Bing your make this look routine....And it is not in any way...As usual clean, neat and I am guessing awsome in the sound department...Great work , can't wait to see whats next..


----------



## papasin (Jan 24, 2011)

Looks like it rolled right out of the factory, great fit and finish as always.


----------



## ecbmxer (Dec 1, 2010)

Great install! (and car) 

I saw you used the Gladen One amps. Have you checked out the 120.4 that has the DSP in it? I just saw it on their website and thought it was interesting.


----------



## nepl29 (Mar 25, 2007)

Nice install Bing. You might also want to post this log in e90post and m3post audio forums.

ConnectedDrive/Audio/Video/Electronics/Bluetooth/I-Drive & Nav - BMW M3 Forum (E90 E92)
AUDIO/VIDEO + BLUETOOTH + Electronics/Alarm/Software - E90Post - BMW 3-Series (E90 E92) Forum


----------



## simplicityinsound (Feb 2, 2007)

i am on e90, but i usually like to have the customers post, i dont want to run foul of the forum rules 

i never used the ones with the built in DSP becuase at the price they are at, and the power coinfiguration they offer, i feel better suited using an external dsp and just the normal amps 

gives me a bit more flexibility.

now if they can build the DSPs into the AS line...i may just have to change my mind


----------



## DJTrevLuv (Apr 15, 2008)

Great job! Looks awesome.


----------



## cartmann32 (Sep 30, 2009)

Great Build as always Bing!


----------



## 83corolla (Nov 5, 2009)

You do amazing work, great everything going in that car. Lucky owner.


----------



## bradknob (Oct 26, 2009)

Unreal, u make it look so effortless. Beautiful install.


I know its been asked, but i couldnt find it in ur other threads.

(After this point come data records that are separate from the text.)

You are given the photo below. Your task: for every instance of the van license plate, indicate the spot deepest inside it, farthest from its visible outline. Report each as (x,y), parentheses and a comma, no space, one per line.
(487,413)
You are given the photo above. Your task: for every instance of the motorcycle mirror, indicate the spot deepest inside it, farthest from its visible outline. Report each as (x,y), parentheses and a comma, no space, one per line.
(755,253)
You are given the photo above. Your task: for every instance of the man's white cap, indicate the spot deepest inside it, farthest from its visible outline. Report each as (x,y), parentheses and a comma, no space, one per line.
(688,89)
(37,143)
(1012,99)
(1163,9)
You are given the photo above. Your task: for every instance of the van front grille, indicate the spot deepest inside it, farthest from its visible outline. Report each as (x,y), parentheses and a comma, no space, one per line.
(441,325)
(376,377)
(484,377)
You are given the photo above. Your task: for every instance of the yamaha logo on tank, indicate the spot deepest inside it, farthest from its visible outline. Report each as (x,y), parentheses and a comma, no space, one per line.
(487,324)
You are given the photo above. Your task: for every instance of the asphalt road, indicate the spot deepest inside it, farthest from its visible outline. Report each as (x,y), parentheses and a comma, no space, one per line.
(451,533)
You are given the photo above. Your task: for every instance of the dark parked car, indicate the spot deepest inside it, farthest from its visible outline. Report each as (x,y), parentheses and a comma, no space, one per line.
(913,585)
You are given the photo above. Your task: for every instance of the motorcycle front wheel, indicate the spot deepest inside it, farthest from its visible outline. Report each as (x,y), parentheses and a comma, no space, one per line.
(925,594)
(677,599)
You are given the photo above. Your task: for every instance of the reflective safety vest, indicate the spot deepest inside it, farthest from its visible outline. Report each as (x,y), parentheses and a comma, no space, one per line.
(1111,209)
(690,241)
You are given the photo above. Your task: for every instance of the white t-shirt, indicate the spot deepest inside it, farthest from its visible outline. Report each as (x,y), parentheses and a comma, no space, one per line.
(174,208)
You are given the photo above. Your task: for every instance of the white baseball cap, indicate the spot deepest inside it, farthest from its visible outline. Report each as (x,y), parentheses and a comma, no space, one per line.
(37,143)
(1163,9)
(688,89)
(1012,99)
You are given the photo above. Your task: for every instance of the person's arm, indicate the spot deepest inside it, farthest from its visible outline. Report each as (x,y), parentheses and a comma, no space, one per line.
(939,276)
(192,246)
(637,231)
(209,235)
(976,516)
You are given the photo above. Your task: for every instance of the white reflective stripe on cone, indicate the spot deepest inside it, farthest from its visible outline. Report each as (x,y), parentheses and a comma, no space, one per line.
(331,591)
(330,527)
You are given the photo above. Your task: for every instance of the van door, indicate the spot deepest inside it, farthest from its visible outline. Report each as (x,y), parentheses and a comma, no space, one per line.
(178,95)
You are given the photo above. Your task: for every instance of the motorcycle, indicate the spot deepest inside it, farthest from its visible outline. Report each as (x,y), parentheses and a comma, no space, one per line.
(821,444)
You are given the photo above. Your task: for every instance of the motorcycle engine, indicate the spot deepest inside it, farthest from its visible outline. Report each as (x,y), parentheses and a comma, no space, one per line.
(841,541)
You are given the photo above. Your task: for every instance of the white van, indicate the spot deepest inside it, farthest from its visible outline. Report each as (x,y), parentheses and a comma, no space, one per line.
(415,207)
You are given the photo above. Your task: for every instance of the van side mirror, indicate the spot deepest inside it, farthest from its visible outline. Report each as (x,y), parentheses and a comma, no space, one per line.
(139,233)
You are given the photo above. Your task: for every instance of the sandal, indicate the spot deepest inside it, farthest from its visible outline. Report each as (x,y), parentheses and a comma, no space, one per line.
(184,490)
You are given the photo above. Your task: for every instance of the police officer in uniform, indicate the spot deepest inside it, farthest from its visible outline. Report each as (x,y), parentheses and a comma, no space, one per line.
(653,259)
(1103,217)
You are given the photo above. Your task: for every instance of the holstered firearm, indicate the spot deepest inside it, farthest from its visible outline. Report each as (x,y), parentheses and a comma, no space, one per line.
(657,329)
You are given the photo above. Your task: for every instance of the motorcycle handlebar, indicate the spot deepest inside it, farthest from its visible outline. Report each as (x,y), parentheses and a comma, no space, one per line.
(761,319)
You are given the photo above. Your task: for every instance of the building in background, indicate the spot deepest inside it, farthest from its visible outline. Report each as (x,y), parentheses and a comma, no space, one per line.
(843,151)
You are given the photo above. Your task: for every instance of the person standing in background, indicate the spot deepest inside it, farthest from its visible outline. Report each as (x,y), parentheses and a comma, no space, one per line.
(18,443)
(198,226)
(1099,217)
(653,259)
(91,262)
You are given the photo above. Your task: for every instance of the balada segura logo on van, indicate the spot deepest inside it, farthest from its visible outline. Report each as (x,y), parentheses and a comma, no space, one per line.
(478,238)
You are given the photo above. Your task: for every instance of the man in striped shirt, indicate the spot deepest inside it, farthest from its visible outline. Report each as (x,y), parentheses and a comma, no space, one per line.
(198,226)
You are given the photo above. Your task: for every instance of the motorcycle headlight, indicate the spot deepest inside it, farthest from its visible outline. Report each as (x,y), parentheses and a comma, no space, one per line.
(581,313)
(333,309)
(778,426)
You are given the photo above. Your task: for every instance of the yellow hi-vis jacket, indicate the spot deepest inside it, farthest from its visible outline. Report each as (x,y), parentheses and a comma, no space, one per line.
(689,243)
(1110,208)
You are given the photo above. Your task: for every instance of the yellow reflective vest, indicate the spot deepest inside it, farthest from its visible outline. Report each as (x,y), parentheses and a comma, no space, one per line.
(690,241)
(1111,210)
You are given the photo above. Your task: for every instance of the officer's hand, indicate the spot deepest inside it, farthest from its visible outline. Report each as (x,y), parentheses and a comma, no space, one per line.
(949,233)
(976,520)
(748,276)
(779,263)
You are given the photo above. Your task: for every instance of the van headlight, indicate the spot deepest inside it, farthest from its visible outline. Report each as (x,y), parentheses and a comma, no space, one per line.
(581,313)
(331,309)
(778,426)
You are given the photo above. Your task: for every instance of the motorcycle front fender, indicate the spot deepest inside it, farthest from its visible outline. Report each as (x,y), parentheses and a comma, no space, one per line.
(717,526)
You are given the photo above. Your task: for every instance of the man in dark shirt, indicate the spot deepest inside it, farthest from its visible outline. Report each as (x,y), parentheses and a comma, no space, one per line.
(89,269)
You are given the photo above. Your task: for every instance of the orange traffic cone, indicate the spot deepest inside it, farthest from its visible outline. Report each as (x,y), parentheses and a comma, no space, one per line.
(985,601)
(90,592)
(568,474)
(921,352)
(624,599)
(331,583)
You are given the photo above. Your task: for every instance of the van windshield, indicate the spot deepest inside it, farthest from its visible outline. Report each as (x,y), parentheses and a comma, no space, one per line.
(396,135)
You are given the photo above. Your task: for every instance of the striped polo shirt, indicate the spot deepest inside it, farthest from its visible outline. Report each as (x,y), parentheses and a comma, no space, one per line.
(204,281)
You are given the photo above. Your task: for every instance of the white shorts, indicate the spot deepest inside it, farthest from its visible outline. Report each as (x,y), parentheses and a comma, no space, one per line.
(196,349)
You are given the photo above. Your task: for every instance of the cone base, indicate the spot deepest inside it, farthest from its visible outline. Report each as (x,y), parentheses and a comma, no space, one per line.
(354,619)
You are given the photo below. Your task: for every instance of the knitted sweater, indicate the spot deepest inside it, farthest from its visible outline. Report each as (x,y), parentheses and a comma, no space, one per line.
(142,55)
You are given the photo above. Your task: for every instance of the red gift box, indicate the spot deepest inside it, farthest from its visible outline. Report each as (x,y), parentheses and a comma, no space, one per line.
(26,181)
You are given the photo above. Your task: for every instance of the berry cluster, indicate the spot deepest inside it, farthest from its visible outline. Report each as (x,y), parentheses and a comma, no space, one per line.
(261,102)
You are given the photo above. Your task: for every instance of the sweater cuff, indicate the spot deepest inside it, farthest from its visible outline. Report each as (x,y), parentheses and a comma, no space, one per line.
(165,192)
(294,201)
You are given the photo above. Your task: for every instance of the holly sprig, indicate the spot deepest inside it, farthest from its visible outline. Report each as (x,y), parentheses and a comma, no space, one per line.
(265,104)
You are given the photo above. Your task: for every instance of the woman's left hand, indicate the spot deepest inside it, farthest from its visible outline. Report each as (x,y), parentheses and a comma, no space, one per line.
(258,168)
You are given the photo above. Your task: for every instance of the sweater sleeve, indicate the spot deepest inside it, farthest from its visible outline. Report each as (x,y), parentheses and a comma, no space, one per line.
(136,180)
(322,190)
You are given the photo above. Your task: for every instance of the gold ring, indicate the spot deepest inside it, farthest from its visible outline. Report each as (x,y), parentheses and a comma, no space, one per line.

Where do you get the blue plastic you use around the speaker rings?


----------



## simplicityinsound (Feb 2, 2007)

i get low heat platic from selectproducts.

i dont know where else you can get it but ia m sure its out there.

but i would say, find your local stinger dealer and ask to buy a sheet from them.

One time a bunch of people asked if i can order a bunch of sheets and they would buy them, but by the time i got em here, only one person ended up taking one...so that was my last attempt at ordering for people haha, its been a while and i still am burning through that extra stock


----------



## bradknob (Oct 26, 2009)

LOl, see what heppens when u try to help people out. im playing. thanks for the info!


----------



## rain27 (Jan 15, 2009)

Bing,

When you say "less than ideal stock locations", are you referring to the midbass under the seat? 

It would seem like the tweeter in the sail panels and the midrange high up on the door would work well.


----------



## simplicityinsound (Feb 2, 2007)

rain27 said:


> Bing,
> 
> When you say "less than ideal stock locations", are you referring to the midbass under the seat?
> 
> It would seem like the tweeter in the sail panels and the midrange high up on the door would work well.


yeah midbass underseat for sure, i also dont like the halfway up the door location for midrange, to me thats the most important driver in the whole set, and i would like to have better PLD for it ideally 

b


----------



## lscamaro (Aug 31, 2012)

I have to say, you might do the most amazing and clean installs I've ever seen. I love your attention to detail and how everything looks so stock. I wish I could find someone who does half of what you do in my area!


----------



## simplicityinsound (Feb 2, 2007)

lscamaro said:


> I have to say, you might do the most amazing and clean installs I've ever seen. I love your attention to detail and how everything looks so stock. I wish I could find someone who does half of what you do in my area!


thanks  I just try to make up for my relatively lack of fabrication skills with as much attention to detail as my mind can muster


----------



## lscamaro (Aug 31, 2012)

Lack of fabrication skills? I wish I could fabricate the way you do! If I could get an install half as good as this one in my Camaro, I'd be happy!


----------